Herkes kendi gönül dergâhının seyyâhıdır aslında. Gönlü Hakk’ın dergâhı hâline getirmek dünyâya bakış tarzınızla alakalı. Dünyâya bakış tarzınız ise davranışları belirliyor hatta biçimlendiriyor. Dünya hayâtını yaşarken de bu davranış ölçüleri sizi dünyâda gezdiriyor sonra bu durum yüreğinize güzellikler, zihninize birikimler dolduruyor.

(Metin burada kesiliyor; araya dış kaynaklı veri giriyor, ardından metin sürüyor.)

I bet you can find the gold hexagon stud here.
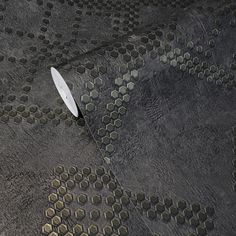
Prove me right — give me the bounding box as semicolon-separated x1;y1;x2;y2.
45;207;55;218
48;193;58;203
52;216;61;226
52;179;61;189
73;224;84;235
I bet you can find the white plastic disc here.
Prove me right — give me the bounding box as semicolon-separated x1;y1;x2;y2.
51;67;78;117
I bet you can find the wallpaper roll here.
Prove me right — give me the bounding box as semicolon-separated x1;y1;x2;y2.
54;1;236;235
0;0;236;236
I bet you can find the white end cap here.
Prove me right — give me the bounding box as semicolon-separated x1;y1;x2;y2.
51;67;79;117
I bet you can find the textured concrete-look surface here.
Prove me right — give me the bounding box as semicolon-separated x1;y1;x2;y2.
0;0;236;236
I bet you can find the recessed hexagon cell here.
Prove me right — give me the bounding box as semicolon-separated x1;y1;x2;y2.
75;208;85;220
131;70;138;79
52;216;61;226
73;224;84;235
45;207;55;218
123;73;131;82
58;224;68;235
94;78;102;86
107;103;115;111
127;82;134;91
115;78;123;86
51;67;79;117
111;90;119;98
89;90;99;99
123;94;130;102
42;224;52;235
115;98;123;107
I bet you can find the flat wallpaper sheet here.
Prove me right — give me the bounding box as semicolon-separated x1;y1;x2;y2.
0;0;236;236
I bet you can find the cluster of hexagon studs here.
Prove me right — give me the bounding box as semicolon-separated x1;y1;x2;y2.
42;165;130;236
232;127;236;192
126;191;215;235
94;70;138;159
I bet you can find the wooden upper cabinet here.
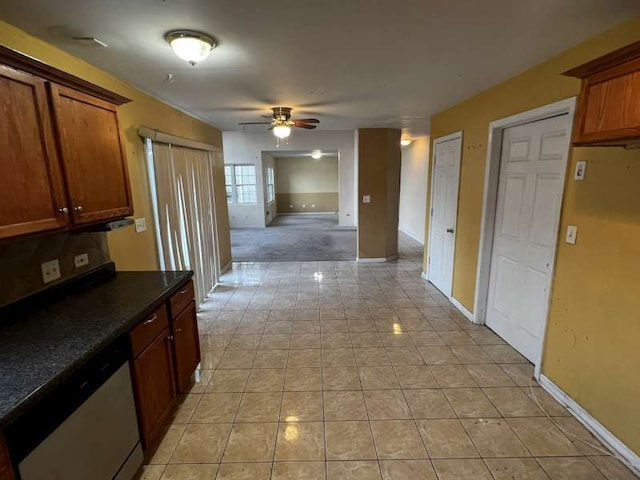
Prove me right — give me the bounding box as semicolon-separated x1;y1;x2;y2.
565;42;640;146
0;66;68;238
51;84;133;224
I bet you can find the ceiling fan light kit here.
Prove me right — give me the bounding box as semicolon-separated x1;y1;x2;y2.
238;107;322;141
165;30;218;66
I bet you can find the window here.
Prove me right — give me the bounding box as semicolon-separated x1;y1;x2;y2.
224;165;258;205
267;167;276;203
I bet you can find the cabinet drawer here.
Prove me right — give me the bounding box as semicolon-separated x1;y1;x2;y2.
169;281;194;318
131;305;169;358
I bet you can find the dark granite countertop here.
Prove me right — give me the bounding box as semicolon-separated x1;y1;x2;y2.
0;272;192;428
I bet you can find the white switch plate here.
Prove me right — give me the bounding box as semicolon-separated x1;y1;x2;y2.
40;258;60;283
136;217;147;233
73;253;89;268
565;225;578;245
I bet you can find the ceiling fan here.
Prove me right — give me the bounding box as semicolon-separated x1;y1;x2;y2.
238;107;320;138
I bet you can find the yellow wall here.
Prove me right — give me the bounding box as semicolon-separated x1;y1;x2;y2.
425;19;640;454
0;21;231;270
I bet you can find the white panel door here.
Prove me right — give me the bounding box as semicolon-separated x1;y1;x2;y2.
486;115;570;364
428;135;462;297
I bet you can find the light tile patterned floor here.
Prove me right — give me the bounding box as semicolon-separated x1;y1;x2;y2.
142;237;636;480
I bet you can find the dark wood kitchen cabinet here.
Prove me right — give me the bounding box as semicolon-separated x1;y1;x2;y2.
0;66;68;238
0;433;16;480
172;300;200;393
564;42;640;147
130;305;176;449
51;84;133;224
0;46;133;239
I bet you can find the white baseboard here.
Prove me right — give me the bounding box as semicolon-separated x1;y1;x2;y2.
449;296;476;323
398;227;424;247
220;260;233;274
356;255;398;263
538;375;640;474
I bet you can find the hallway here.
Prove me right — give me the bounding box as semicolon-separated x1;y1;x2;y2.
231;214;356;262
142;236;635;480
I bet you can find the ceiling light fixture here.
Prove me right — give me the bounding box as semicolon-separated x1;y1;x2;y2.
165;30;218;66
273;125;291;138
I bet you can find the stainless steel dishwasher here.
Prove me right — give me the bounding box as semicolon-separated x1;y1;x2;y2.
6;342;143;480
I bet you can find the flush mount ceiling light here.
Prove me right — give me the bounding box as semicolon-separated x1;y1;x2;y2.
165;30;218;65
273;125;291;138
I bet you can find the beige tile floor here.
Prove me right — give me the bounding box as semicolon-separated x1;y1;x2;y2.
142;237;636;480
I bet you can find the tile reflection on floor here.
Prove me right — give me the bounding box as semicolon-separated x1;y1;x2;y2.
142;236;636;480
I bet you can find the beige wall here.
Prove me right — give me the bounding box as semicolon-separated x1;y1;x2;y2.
276;156;339;213
276;157;338;193
425;19;640;454
358;128;400;259
0;21;231;270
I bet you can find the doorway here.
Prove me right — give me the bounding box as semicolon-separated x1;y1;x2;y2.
427;132;462;298
475;99;575;369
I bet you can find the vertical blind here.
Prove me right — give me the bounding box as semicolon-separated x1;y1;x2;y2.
147;139;222;303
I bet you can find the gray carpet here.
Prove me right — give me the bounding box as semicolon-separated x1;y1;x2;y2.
231;215;356;262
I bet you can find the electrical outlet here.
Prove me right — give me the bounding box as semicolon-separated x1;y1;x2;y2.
564;225;578;245
73;253;89;268
573;161;587;180
40;258;60;283
136;217;147;233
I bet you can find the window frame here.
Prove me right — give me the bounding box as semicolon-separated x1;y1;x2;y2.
224;163;258;205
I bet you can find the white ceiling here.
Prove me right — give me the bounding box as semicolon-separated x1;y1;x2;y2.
0;0;640;136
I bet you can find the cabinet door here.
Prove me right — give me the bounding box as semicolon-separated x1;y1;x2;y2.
132;328;176;448
51;84;133;224
0;66;68;238
173;302;200;393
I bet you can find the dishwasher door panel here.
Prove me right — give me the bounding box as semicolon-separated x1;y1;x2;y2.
18;363;141;480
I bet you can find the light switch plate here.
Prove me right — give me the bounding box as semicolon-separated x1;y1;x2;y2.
136;217;147;233
40;258;60;283
73;253;89;268
565;225;578;245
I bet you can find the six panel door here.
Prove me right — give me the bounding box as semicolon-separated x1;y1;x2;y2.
51;85;133;224
0;65;69;238
486;115;571;364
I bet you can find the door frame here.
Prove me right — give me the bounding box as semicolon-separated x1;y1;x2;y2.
473;97;577;378
425;130;463;300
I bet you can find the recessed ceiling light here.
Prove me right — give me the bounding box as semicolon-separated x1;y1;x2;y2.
165;30;218;65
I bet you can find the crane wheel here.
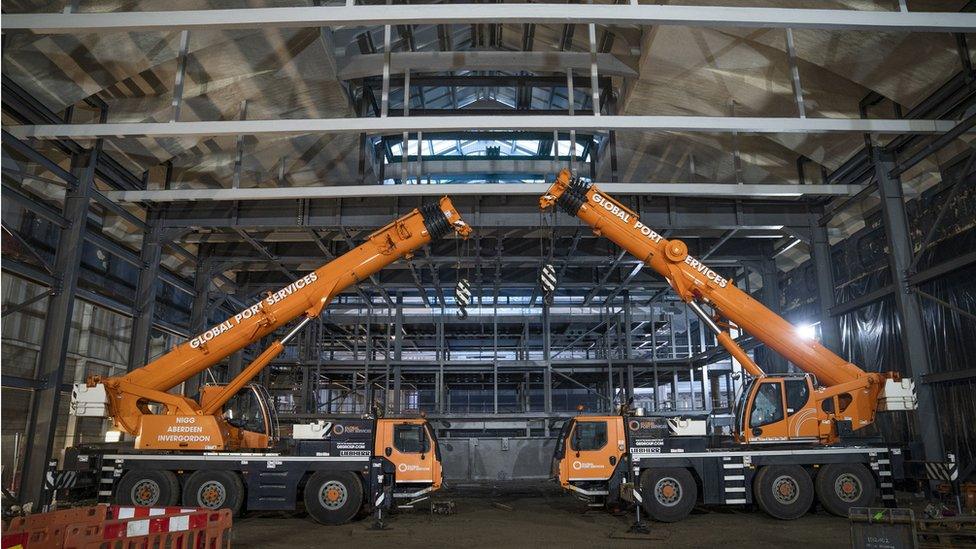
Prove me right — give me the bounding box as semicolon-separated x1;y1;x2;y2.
752;465;813;520
305;471;363;524
115;469;180;507
640;467;698;522
816;463;875;517
183;471;244;517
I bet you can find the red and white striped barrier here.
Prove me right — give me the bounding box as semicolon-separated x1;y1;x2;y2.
2;504;232;549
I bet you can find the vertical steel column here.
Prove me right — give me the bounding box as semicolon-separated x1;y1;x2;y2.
18;142;98;509
566;69;576;172
434;310;444;414
603;307;616;414
542;304;552;414
759;254;787;373
183;243;214;395
491;294;498;414
624;290;636;404
393;292;403;414
400;69;408;185
129;207;163;372
873;149;945;461
810;212;841;353
651;324;661;412
698;319;718;412
227;271;246;381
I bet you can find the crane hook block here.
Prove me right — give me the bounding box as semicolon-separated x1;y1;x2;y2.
454;278;471;320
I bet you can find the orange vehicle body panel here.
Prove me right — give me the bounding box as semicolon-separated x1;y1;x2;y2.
539;170;890;443
373;419;441;490
559;416;627;486
88;197;471;450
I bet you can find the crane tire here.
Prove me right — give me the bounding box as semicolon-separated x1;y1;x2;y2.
304;471;363;524
183;470;244;517
115;469;180;507
752;465;814;520
640;467;698;522
815;463;876;517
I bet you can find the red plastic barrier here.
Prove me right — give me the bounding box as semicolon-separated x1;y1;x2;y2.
2;505;232;549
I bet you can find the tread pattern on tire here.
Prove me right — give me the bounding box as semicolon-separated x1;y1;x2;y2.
752;465;814;520
640;467;698;522
814;463;877;517
303;471;363;524
183;470;245;517
114;469;180;507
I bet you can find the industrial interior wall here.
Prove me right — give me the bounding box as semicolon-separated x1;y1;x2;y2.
783;161;976;466
0;273;185;488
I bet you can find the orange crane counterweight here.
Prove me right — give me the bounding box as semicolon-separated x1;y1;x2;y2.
539;170;913;443
72;197;471;450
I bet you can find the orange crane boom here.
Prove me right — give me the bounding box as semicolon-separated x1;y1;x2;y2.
539;170;916;442
72;197;471;449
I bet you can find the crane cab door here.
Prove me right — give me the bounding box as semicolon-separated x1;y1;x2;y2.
739;376;820;443
200;385;278;449
556;416;625;485
375;419;441;488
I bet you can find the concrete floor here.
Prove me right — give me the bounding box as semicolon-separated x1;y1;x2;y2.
233;487;850;549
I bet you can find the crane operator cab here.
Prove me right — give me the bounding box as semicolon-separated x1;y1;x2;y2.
733;374;824;443
206;385;278;448
373;418;441;488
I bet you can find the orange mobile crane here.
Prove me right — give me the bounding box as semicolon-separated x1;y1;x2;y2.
59;197;471;523
539;170;915;521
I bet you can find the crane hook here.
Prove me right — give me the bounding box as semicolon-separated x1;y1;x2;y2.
454;278;471;320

İnsanlar iç dünyâlarının gezgini olurken dış gezginliklerini ruhlarının isteklerine uygun olarak düzenlerler. Meselâ müminlerin ruh dünyâlarını feyiz ve füyuzatlarla dolduran mekanlara yolculuk hakikatte iç âlemin yâni mânâ doluluğunun göstergesidir. Hakk’ın evi Kâbe’ye, Hakk’ın en Sevgilisi Hz. Muhammed aleyhisselâm’ın beldesi Medine-i Münevvere’ye yolculuk Müslüman’ın gönül seyrinin neticesidir. Hakk’a yakınlaşma ve hakikate ulaşma yolculuğu mümin gönlünün sırlı mayasıdır.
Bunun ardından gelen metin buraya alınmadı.